唐突につぶやかれたその言葉に虎徹は頭上に疑問符を浮かべた。
自分のバディである彼はきちんと物事を考えてから声に出す方なので突然の質問なんてとても珍しい。

「兎って、さびしいと死んでしまうんですよ。」

乾いた唇からぽつりとつぶやかれた言葉は世間一般でいわれる迷信であった。
それなのになぜか真実味を帯びて聞こえるから不思議である。
それだけ彼はそのことを本当のように思っているのだろう。

「なに言ってんだよ、それ迷信だって知ってるんだろ?」

苦笑いを浮かべながら机に顔を突っ伏している彼に目をやる。
いい年をして子供のようだ、と思ったけれどなんとなく今の彼はぐらぐらと不安定に見えた。
先ほどの虎徹の言葉に対して返答は無い。

「つーか、突然すぎ。
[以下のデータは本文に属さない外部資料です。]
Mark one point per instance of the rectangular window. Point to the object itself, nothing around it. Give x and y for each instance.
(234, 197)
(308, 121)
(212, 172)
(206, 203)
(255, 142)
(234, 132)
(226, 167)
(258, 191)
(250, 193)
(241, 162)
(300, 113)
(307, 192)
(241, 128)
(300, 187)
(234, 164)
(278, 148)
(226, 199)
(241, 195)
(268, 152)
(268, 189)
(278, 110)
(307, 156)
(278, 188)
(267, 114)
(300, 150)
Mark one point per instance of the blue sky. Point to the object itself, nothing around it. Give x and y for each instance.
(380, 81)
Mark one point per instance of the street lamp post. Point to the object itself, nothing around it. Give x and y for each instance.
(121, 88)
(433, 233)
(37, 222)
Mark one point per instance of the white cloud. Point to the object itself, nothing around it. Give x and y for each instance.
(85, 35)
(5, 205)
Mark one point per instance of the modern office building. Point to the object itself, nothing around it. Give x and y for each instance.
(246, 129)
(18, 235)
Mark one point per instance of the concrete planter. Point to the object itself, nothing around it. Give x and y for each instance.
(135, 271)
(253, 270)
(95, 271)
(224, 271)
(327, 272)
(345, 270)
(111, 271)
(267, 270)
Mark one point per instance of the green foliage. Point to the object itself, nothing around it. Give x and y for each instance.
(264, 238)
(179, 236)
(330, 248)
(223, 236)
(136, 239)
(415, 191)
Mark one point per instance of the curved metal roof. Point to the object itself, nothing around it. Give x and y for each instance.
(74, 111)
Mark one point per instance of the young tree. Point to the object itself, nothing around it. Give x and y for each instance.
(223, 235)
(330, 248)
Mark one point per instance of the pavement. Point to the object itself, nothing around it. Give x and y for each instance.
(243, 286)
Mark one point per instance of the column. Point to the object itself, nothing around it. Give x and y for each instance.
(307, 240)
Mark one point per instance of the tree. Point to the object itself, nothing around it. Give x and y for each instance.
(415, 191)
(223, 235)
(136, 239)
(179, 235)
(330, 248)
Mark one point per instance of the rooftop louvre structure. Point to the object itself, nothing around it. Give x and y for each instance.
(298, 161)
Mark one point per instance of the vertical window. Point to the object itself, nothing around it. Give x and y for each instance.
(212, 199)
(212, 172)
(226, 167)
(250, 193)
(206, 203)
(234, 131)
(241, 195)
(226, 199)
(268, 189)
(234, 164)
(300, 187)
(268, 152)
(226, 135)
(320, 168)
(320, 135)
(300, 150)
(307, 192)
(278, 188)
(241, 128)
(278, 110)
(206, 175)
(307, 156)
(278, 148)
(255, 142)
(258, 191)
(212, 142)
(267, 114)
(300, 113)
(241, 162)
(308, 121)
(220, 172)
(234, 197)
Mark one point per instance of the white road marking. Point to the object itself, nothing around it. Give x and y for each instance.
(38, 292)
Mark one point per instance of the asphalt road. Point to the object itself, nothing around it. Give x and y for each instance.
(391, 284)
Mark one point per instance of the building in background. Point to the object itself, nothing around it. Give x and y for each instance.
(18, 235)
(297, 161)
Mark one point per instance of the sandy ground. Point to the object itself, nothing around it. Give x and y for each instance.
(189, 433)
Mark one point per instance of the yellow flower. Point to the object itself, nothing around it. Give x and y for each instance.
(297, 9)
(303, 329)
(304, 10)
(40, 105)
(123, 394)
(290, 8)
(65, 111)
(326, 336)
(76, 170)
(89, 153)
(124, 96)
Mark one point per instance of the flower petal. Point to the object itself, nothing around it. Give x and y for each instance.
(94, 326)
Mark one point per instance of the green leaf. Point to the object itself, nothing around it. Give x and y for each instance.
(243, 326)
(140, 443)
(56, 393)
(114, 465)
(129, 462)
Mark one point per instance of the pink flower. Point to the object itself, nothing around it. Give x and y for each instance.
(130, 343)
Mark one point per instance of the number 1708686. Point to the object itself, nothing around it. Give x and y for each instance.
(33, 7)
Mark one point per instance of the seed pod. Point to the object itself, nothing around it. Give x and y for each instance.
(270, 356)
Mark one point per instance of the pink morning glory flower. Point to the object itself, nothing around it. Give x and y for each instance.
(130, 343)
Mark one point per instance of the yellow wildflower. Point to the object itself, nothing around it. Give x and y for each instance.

一体どうしたってんだよ」

彼のつむじが見える正面の位置まで距離を縮めて、そのきらきらとしている金髪を撫ぜる。
その間「うー」とか「あー」とか小さなうめき声が聞こえてきてつい笑いが漏れてしまう。
これじゃあ本当に大きな子供だ、そう思った。

「兎はどういうときに寂しいって感じるんですかね」

机に突っ伏したままの状態でまた疑問を投げかけられる。
彼にしては珍しく声が震えているように思えた。

「さあな、俺は兎じゃないからわかんねえけど、」

俺の目の前にいる兎は今現在そういう状況なんじゃねーかな、と言葉の後半を飲み込んだ。
その瞬間、ぐっと前に身を引かれる。
バーナビーが虎徹の胸倉を掴んで自分のほうへ引き寄せたのだ、彼の鮮やかな金色は虎徹の胸板に押し付けられている。

「いま、しんでしまいそうです」

か細く呟かれた声、ぐりぐりと胸に押し付けられる頭、強く握りしめられた手。
その全てがとても愛おしく思えた。

「俺が死なせやしねえよ」

そう一言だけ彼の耳元で囁いて、かすかに震える頭ごと彼を抱きしめた。
一歩一歩と彼のやわらかな心の内側に近づいていっている気がしていた。